木村 洋
昼の12時に新潟港を出港。船が進むにつれ、外海に出るまでこんなにも長い突堤があったのかと驚かされました。また、いつもは信濃川河口から見ている景色が変わり、島陰の先に万代シティーや駅前のビル群が小さく浮かびます。弥彦山も角田山も新潟市の街並みの向こうです。幸い大きな揺れもなく日本海を北上し、海に沈む夕日を眺め、山形県沖、男鹿半島などを過ぎ順調に進みます。
海を眺めながら露天風呂付大浴場でのんびりと汗を流し。レストランで乾杯にスパークリングワイン、魚には白ワイン、肉には赤ワインを飲みながら、ゆったりと夕食のフレンチ・フルコースに舌鼓を打ち、ほろ酔いで自分の部屋に戻ります。Wi-Fiも通じず、スマホをおいて船室でのんびりと夫婦二人で特別の会話もなく、時間が止まったようにゆったりと時間が過ぎてゆくのを感じます。昔の人はハワイにしろヨーロッパにしろ、ゆっくりと船で向かったのだと思いをはせながら、船の揺れに任せて眠ります。

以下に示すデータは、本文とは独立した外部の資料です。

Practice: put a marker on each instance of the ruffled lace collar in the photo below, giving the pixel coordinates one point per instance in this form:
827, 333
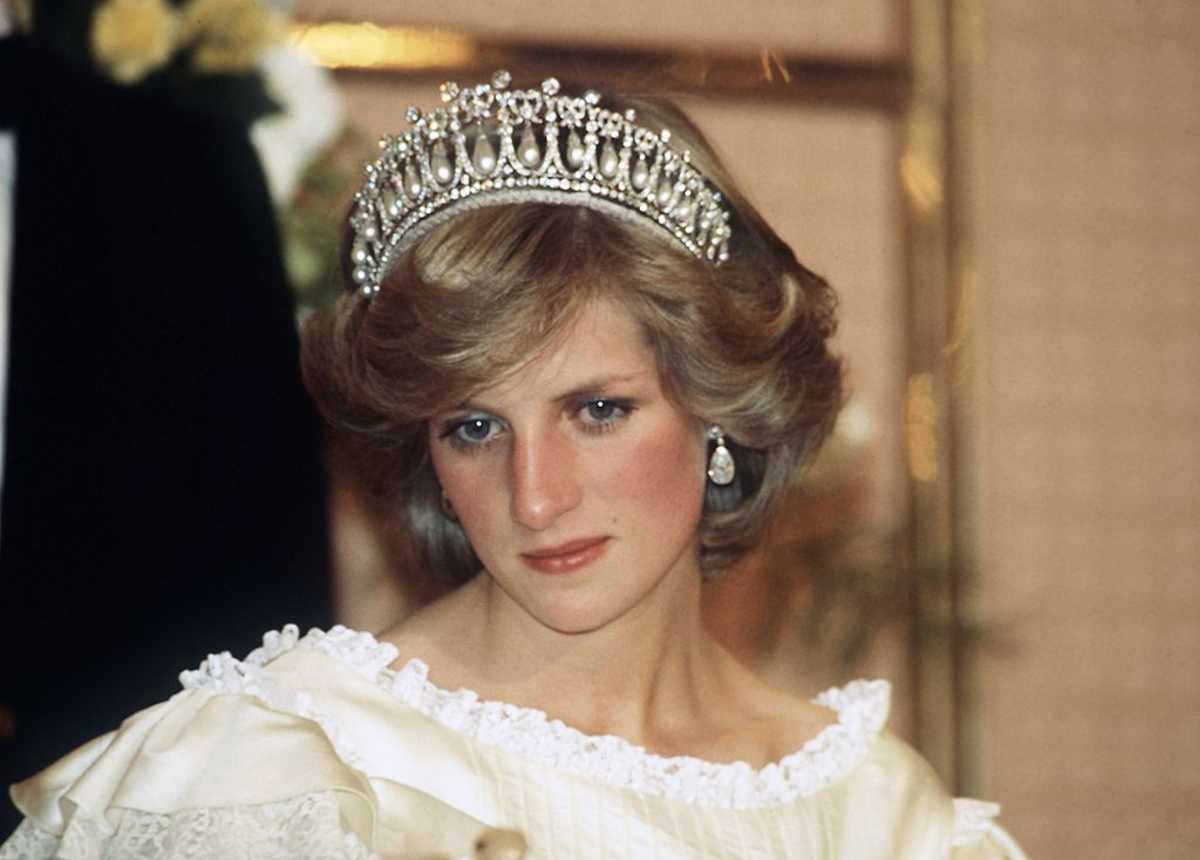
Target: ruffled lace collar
862, 709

そして翌朝4時過ぎに小樽港に到着です。けっして飛鳥やダイヤモンド・プリンセス号のような豪華客船の旅ではありませんし、16時間ほどの短いフェリーの船旅でしたが、非日常を十分に楽しみました。隠居の身には毎日が非日常ですが、地中海クルーズを夢見ながら。